— The U.S. economy grew more rapidly in the final quarter compared to initial estimates, largely due to strong growth in business earnings.
The gross domestic product increased at an annualized pace of 2.4% during the October-to-December quarter, as indicated in the third revision released by the Bureau of Economic Analysis on Thursday. The Federal Reserve’s favored measure of inflation – the Personal Consumption Expenditures Price Index without food and energy components – was adjusted downward to 2.6%.
The data indicated that post-tax earnings increased by 5.9% in the final quarter, marking the highest rise in over two years. The ratio of profits to gross value added for nonfinancial businesses expanded to 15.9%, staying above the levels observed from the 1950s until the start of the pandemic in 2020. This implies that U.S. firms might be able to handle greater expenses due to tariffs this year without having to increase prices for customers.
“The fourth quarter GDP data tell us the economy entered the year with momentum and profitability and can thus withstand a degree of policy uncertainty,” Wells Fargo economists Shannon Grein and Tim Quinlan wrote in a note following the release. “That said, the concern is increasingly centered on how will businesses act in the face of trade winds leading to tremendous uncertainty this year.”
Predictors typically expect gentler economic expansion in 2025 due to consumer and business behaviors.
grow wary
of President Donald Trump’s economic agenda. The administration’s aggressive trade policy prompted Fed officials last week to mark down their projections, and Wall Street giants including Goldman Sachs and Morgan Stanley have made similar changes.
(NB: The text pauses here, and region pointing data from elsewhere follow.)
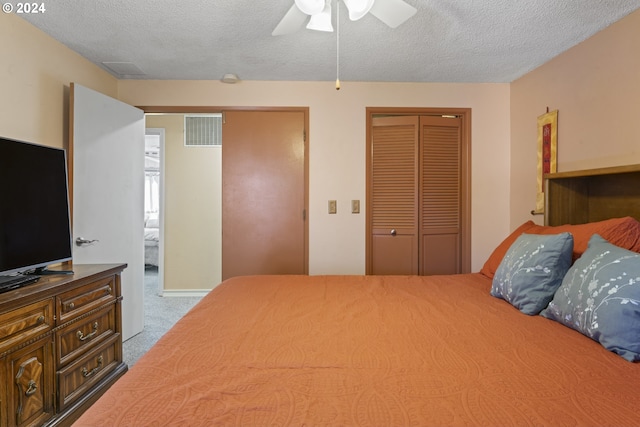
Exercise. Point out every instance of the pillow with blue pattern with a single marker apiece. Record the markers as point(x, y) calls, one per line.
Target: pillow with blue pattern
point(532, 270)
point(600, 297)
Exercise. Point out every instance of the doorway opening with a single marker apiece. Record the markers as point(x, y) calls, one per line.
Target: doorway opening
point(154, 204)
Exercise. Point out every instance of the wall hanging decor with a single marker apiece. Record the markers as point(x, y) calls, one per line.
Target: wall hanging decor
point(547, 152)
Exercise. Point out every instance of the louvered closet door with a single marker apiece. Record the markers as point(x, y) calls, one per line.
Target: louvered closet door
point(440, 195)
point(394, 195)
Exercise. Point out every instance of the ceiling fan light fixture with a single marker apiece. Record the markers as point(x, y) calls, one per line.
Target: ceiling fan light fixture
point(310, 7)
point(322, 21)
point(358, 8)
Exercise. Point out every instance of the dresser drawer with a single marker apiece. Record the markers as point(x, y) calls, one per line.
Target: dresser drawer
point(81, 375)
point(78, 337)
point(78, 301)
point(24, 323)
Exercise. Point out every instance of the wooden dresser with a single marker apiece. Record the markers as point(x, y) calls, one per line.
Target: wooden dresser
point(60, 345)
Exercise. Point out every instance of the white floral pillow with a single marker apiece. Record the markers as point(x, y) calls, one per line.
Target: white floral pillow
point(600, 297)
point(532, 269)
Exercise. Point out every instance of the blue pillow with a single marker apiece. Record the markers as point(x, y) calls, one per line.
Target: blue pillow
point(532, 270)
point(600, 297)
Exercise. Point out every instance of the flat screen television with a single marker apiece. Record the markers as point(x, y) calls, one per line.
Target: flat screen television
point(35, 229)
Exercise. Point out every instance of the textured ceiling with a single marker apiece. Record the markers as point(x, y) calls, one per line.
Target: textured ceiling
point(445, 41)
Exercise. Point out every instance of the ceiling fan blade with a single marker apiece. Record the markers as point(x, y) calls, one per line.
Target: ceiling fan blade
point(291, 22)
point(392, 12)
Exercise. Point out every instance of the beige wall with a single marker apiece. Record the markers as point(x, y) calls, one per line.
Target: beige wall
point(337, 150)
point(595, 87)
point(192, 214)
point(35, 72)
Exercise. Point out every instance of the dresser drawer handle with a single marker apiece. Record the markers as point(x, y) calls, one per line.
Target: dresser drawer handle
point(87, 373)
point(82, 337)
point(33, 387)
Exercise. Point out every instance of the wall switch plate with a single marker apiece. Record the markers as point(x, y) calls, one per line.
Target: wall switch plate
point(333, 206)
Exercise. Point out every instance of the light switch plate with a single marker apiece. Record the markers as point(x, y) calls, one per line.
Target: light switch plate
point(333, 206)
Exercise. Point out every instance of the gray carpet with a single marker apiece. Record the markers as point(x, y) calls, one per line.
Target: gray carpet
point(160, 314)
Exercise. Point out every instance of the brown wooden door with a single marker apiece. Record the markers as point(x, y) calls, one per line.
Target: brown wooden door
point(440, 195)
point(263, 193)
point(417, 198)
point(394, 195)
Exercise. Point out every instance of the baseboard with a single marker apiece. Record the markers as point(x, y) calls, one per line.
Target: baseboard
point(198, 293)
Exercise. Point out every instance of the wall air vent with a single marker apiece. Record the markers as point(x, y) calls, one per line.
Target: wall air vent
point(203, 130)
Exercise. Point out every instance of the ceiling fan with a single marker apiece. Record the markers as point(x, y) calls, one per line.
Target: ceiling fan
point(391, 12)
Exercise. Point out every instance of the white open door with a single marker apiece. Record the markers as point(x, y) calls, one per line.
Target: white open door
point(107, 145)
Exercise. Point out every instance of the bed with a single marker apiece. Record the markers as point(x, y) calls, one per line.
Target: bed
point(151, 241)
point(407, 350)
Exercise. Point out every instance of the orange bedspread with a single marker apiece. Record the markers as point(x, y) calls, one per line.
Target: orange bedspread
point(369, 351)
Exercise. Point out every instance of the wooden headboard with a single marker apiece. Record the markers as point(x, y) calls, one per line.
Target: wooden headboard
point(579, 197)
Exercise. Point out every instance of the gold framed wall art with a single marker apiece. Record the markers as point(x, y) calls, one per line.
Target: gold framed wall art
point(547, 152)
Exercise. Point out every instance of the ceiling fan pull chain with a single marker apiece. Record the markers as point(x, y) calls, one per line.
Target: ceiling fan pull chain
point(337, 44)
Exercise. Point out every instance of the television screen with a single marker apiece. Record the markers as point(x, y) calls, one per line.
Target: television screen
point(34, 207)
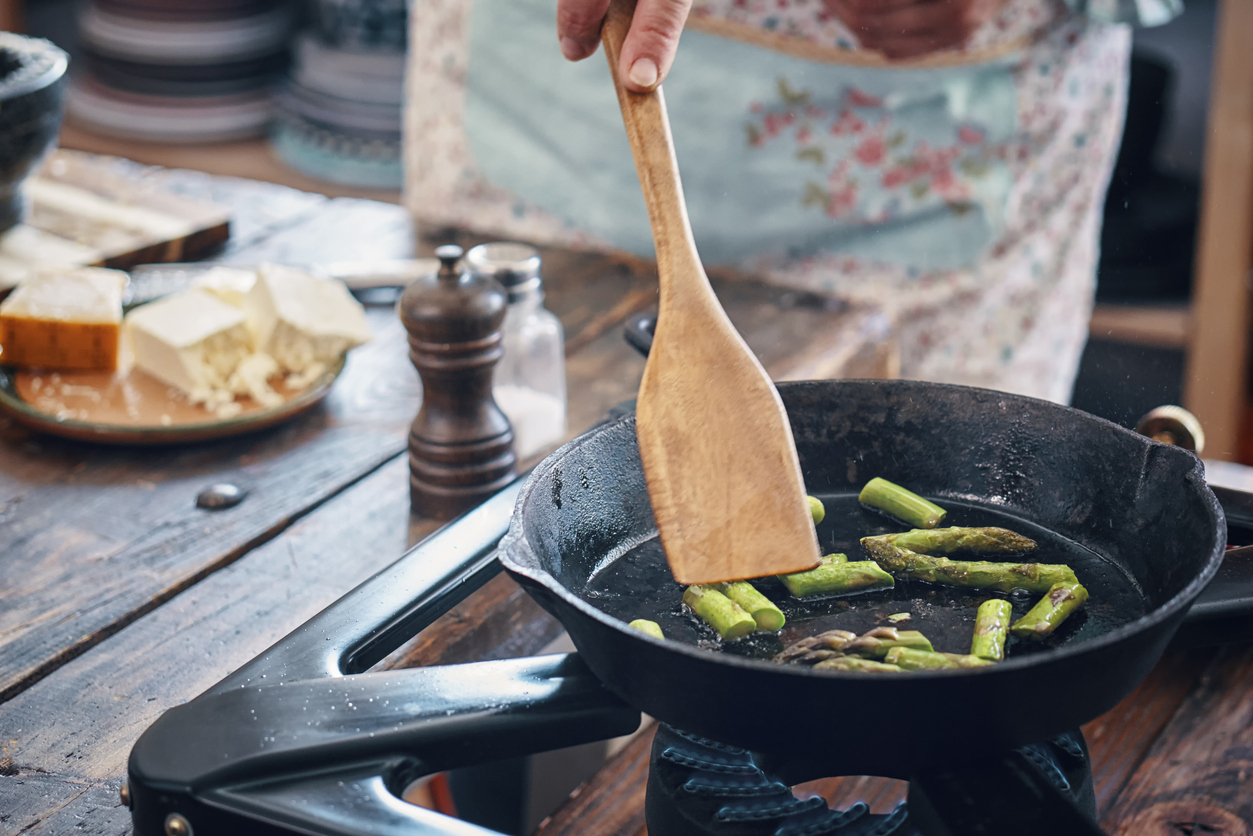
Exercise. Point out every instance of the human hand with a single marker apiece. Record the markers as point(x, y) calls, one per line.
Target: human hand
point(649, 48)
point(910, 28)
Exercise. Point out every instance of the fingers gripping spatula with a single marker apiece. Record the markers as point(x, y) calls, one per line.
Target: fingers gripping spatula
point(718, 455)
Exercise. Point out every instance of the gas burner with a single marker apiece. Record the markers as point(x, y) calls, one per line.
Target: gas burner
point(303, 738)
point(701, 787)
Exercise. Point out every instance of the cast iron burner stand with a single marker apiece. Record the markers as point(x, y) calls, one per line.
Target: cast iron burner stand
point(303, 740)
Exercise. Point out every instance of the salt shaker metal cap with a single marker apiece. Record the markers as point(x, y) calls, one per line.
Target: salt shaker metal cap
point(515, 266)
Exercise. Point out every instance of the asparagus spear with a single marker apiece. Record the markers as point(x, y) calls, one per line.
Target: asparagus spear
point(974, 540)
point(1046, 616)
point(768, 617)
point(877, 642)
point(645, 626)
point(816, 509)
point(719, 612)
point(856, 663)
point(837, 575)
point(911, 659)
point(816, 648)
point(901, 504)
point(976, 574)
point(991, 628)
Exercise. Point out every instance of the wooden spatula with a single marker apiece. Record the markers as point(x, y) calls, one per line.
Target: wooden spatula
point(718, 455)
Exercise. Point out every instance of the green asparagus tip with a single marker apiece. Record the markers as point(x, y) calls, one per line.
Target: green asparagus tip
point(719, 612)
point(816, 509)
point(645, 626)
point(901, 503)
point(764, 612)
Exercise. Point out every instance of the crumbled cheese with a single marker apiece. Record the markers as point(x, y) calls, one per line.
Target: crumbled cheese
point(252, 376)
point(64, 318)
point(301, 320)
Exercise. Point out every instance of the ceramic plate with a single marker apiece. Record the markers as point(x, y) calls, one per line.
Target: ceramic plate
point(132, 407)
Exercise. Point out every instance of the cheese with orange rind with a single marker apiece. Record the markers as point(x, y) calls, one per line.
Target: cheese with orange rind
point(65, 317)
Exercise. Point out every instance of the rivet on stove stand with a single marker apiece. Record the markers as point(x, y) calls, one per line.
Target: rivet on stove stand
point(216, 498)
point(177, 825)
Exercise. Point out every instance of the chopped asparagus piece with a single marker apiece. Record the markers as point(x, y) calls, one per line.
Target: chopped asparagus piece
point(976, 574)
point(768, 617)
point(951, 540)
point(877, 642)
point(991, 629)
point(856, 663)
point(645, 626)
point(835, 575)
point(816, 509)
point(901, 504)
point(1046, 616)
point(816, 648)
point(719, 612)
point(911, 659)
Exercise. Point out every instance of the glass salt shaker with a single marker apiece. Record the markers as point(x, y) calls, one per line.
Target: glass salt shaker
point(529, 384)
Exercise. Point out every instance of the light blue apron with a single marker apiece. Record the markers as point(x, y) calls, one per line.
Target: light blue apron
point(778, 154)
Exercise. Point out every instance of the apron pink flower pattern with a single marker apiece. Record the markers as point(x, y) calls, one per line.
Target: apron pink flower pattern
point(1015, 318)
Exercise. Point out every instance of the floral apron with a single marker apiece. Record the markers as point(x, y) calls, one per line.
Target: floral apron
point(960, 196)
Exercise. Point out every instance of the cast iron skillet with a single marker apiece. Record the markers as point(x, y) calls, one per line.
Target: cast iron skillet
point(1140, 509)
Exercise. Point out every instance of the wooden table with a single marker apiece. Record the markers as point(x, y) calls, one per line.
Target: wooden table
point(120, 598)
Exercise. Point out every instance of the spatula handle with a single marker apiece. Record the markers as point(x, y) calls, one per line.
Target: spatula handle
point(648, 129)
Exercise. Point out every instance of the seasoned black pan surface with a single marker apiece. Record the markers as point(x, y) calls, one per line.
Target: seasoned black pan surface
point(1133, 517)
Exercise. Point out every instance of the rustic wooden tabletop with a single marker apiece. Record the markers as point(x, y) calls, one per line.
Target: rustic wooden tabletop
point(119, 598)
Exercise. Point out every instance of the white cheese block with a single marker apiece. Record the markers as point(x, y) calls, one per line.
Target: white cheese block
point(192, 341)
point(302, 321)
point(228, 283)
point(69, 295)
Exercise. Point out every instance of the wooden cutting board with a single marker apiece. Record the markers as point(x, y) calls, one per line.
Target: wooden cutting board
point(83, 212)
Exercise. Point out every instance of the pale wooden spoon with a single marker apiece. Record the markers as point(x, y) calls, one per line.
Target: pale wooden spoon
point(719, 460)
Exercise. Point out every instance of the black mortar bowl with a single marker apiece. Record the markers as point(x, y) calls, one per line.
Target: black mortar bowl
point(31, 102)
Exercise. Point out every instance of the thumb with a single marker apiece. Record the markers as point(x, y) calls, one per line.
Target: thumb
point(652, 41)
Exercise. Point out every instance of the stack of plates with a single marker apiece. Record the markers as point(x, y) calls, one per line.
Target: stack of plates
point(340, 109)
point(179, 70)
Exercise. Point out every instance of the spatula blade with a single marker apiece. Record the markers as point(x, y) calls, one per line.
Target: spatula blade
point(719, 460)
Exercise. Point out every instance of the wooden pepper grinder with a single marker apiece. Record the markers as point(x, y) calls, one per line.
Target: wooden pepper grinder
point(461, 446)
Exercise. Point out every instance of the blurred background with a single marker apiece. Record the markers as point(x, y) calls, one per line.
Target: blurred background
point(310, 94)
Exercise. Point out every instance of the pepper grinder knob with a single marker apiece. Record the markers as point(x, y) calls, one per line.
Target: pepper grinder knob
point(460, 446)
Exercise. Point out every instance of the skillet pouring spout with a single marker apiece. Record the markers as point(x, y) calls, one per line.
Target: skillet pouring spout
point(1139, 510)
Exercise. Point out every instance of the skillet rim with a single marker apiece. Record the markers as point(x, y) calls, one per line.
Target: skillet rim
point(515, 539)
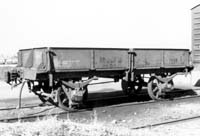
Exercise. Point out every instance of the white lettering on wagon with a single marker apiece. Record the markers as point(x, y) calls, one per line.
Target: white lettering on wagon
point(68, 63)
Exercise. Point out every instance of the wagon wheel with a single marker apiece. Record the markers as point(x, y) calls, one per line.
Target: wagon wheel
point(137, 84)
point(63, 100)
point(126, 88)
point(85, 95)
point(156, 89)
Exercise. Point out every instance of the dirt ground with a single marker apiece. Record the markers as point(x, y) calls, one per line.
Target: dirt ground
point(132, 116)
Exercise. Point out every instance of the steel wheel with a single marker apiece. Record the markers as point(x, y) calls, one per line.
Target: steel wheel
point(126, 88)
point(63, 101)
point(154, 88)
point(157, 89)
point(137, 84)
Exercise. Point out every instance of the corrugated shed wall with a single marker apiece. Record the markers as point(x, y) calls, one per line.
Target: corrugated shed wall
point(196, 36)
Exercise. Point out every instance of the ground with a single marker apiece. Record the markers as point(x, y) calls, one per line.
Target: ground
point(120, 121)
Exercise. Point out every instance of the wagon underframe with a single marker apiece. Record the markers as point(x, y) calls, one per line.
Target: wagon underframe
point(61, 75)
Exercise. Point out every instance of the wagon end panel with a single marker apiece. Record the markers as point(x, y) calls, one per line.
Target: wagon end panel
point(111, 59)
point(32, 61)
point(66, 59)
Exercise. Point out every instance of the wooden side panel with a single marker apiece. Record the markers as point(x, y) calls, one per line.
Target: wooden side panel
point(161, 58)
point(148, 59)
point(111, 59)
point(71, 59)
point(176, 58)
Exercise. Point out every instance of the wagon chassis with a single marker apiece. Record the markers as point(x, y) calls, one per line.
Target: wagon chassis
point(66, 88)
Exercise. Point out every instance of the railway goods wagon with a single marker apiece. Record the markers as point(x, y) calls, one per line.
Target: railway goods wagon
point(61, 75)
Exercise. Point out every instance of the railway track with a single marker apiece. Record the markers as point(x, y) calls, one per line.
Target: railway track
point(167, 122)
point(86, 109)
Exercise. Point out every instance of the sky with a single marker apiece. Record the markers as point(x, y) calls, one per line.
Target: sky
point(95, 23)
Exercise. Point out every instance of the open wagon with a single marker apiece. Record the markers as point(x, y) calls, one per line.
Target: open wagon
point(61, 75)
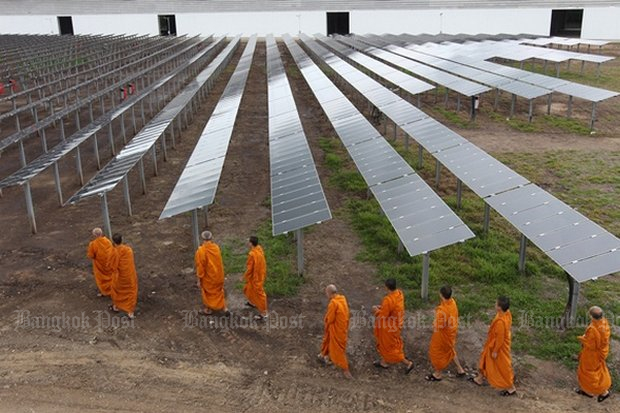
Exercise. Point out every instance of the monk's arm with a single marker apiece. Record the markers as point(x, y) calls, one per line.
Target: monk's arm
point(440, 320)
point(500, 337)
point(249, 267)
point(384, 309)
point(330, 317)
point(91, 251)
point(590, 341)
point(200, 268)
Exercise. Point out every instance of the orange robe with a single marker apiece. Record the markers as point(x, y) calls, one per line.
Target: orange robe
point(443, 342)
point(498, 372)
point(210, 272)
point(125, 280)
point(592, 372)
point(255, 273)
point(389, 321)
point(336, 331)
point(101, 251)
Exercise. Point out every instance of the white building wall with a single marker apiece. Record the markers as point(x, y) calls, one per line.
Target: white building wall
point(249, 23)
point(117, 24)
point(452, 21)
point(28, 24)
point(598, 22)
point(601, 23)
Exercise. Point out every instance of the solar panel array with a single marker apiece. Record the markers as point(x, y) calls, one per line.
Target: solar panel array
point(582, 248)
point(467, 55)
point(459, 85)
point(133, 152)
point(198, 183)
point(477, 169)
point(421, 219)
point(110, 77)
point(516, 87)
point(586, 252)
point(55, 154)
point(404, 81)
point(297, 197)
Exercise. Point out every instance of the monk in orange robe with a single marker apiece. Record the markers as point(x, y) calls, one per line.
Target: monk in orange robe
point(389, 320)
point(125, 279)
point(334, 346)
point(442, 350)
point(210, 273)
point(495, 361)
point(592, 373)
point(100, 251)
point(254, 277)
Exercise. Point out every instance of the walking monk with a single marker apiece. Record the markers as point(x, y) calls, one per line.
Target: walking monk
point(100, 251)
point(389, 320)
point(125, 280)
point(334, 346)
point(443, 342)
point(210, 273)
point(592, 373)
point(254, 277)
point(495, 360)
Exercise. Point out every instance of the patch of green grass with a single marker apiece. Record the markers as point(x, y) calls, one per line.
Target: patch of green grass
point(455, 118)
point(282, 279)
point(567, 124)
point(484, 267)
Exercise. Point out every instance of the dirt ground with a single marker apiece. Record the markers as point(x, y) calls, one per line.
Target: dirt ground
point(172, 359)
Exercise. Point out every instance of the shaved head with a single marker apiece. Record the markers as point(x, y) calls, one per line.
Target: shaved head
point(206, 235)
point(596, 312)
point(331, 289)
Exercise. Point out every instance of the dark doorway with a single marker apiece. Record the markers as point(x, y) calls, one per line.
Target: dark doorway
point(338, 23)
point(566, 23)
point(167, 25)
point(65, 25)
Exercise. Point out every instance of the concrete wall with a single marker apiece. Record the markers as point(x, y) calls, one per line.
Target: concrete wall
point(249, 23)
point(453, 21)
point(28, 24)
point(599, 23)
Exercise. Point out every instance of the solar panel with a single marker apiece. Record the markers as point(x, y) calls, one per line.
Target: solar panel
point(55, 154)
point(536, 213)
point(110, 175)
point(191, 192)
point(298, 199)
point(455, 83)
point(383, 168)
point(526, 84)
point(397, 77)
point(578, 245)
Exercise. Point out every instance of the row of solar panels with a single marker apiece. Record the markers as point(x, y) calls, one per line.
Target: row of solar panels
point(462, 86)
point(86, 83)
point(46, 160)
point(552, 55)
point(65, 75)
point(132, 153)
point(55, 117)
point(198, 183)
point(504, 84)
point(421, 219)
point(466, 61)
point(579, 246)
point(297, 197)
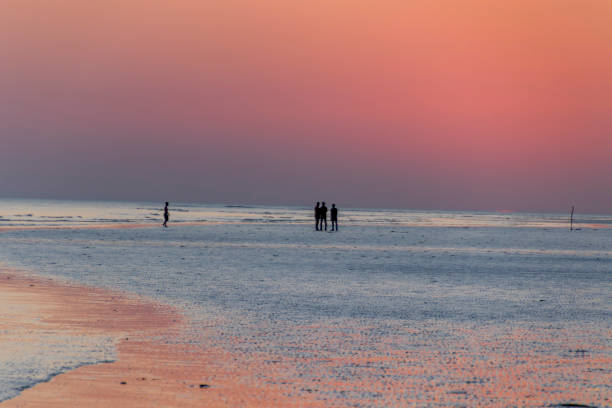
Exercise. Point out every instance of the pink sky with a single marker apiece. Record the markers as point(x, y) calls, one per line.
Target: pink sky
point(451, 104)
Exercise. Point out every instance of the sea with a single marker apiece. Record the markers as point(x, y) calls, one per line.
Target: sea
point(397, 308)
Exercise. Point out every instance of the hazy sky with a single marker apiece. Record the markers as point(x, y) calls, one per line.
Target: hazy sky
point(451, 104)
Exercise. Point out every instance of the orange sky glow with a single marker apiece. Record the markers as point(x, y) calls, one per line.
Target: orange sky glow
point(465, 104)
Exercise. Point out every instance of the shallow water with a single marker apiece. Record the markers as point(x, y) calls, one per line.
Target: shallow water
point(436, 309)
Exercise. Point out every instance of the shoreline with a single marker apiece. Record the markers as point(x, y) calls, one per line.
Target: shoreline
point(149, 370)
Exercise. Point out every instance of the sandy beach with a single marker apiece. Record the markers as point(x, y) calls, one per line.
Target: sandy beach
point(255, 314)
point(147, 373)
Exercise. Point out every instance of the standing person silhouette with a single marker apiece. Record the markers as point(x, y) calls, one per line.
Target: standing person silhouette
point(166, 216)
point(334, 217)
point(317, 216)
point(323, 216)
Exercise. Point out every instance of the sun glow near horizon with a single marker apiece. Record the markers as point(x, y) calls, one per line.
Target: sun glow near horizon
point(446, 104)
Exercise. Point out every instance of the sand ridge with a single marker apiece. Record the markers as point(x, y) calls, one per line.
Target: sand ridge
point(148, 373)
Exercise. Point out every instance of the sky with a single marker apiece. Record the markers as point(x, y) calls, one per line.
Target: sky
point(445, 104)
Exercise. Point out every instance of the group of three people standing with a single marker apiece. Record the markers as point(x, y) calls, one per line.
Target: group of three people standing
point(321, 216)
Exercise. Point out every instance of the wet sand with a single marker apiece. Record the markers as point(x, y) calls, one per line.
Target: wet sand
point(149, 372)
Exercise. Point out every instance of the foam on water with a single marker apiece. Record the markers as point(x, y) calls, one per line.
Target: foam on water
point(395, 304)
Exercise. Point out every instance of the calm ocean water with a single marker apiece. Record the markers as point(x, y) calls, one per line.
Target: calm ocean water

The GDP might experience a direct reduction during the initial quarter due to a significant rise in imports throughout January and February. This uptick partially mirrors business strategies aimed at amassing resources before new tariffs take effect. Additionally, another report released Thursday highlighted the widening trade gap.
decreased marginally in February
from January’s record high.
The figures for the final quarter saw an increase due to adjustments upwards in net exports, governmental expenditure, and corporate investments. The growth rate in consumer spending—which makes up about sixty-six percent of the GDP—was revised downward to 4%.
Metric (QoQ, SAAR)LatestPrior est.
GDP | +2.4% | +2.3% |
GDI | +4.5% | N/A |
Consumer spending | +4.0% | +4.2% |
Residential investment | +5.5% | +5.4% |
Nonresidential investment | -3.0% | -3.2% |
The government’s second key indicator of economic performance — gross domestic income (GDI) — climbed 4.5% following a 1.4% rise in the third quarter. Whereas GDP tracks expenditures for products and services, GDI reflects the revenue earned and expenses paid in their production. On average, these two growth indicators amounted to a 3.5% increase last quarter, marking the highest point over twelve months.
A new report released on Thursday indicated that first-time filings for jobless aid remained relatively stable at 224,000 for the previous week. The February PCE report, set to be published on Friday, will provide updated information regarding consumer expenditure and price changes.
–Assisted by Jarrell Dillard.
(Updated with an economist’s commentary in the fourth paragraph.)